Phillip and Patricia Frost Museum of Science and CappSci announced today a series of annual prize contests to develop innovative solutions in the health and environmental sectors. Two separate prizes will be offered in 2015: one for the best invention to restore coral reefs and one for the best invention to help people reduce their exposure to carcinogens.
Building on CappSci’s experience with global competitions, the CappSci Inventors program solicits submissions of prototype inventions with local relevance and global significance. Applications will be accepted starting today and are open worldwide. Two winners will each be awarded a $100,000 grant to support a 12-18 month installation at the Musuem, as part of the Museum’s inventors-in-residence initiative. During their residencies, inventors will interact with museum visitors while building out and testing their technologies. Museum visitors will be able to watch the inventor work in their public facing workspace, read interactive daily project logs, and discuss the progress and details of the project with a dedicated intern who will serve as a knowledge liaison between the inventor and the public. CappSci and the Museum will also support inventors with mentorship and growth opportunities. Entry forms and additional details of the prizes are available at www.cappsci.org.
CappSci is a nonprofit applied science company created by engineer and entrepreneur Dr. Ted Caplow and his wife, the former ballerina, Pascale van Kipnis Caplow.CappSci made headlines around the world in 2013 with the $1 million Caplow Children’s Prize, the largest prize in the world to date dedicated to saving the lives of children under five. The Caplows have previously donated $1 million to the Innovation Center at the new Museum.
“The CappSci Inventors program is designed to help stimulate the growth of a world-class technology sector in south Florida while tackling big challenges,” said Ted Caplow, CEO of CappSci. “By using a global prize contest and installing our winners at Frost Science, Miami’s most incredible space for public education, we leverage our investment many fold.”
“CappSci is a generous partner and a unique one to have,” said Gillian Thomas, President and CEO of Frost Science. “This particular program will enable visitors to explore and understand the process of invention, as well as provide these inventors with mentorship and growth opportunities through our new Innovation Center.”

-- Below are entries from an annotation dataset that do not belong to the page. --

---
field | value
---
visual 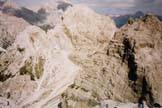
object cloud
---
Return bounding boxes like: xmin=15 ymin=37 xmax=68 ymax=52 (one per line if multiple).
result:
xmin=13 ymin=0 xmax=162 ymax=15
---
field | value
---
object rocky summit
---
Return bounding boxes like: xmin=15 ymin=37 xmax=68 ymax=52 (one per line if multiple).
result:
xmin=0 ymin=2 xmax=162 ymax=108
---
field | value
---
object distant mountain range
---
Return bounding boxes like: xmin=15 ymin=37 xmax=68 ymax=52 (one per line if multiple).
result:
xmin=112 ymin=11 xmax=162 ymax=28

The five-floor Innovation Center at the new Museum will provide an opportunity to collaboratively explore the future city, with project-based classes, maker’s activities, public demonstrations and workshops celebrating innovation and entrepreneurship while displaying the latest global developments.
The prizes were announced this morning at the Museum’s current location as part of its “Innovation & Engineering Weekend.” The announcement was followed by a panel discussion on the importance of competitions, featuring local leaders in science, medicine, and business. The panelists includedRebecca Fishman Lipsey, Member, Florida Board of Education and CEO of Radical Partners, marine biologist Dr. Andrew Baker from University of Miami, medical entrepreneur Dr. Maurice Ferré, and oncologist Dr. Nicholas C. Lambrou.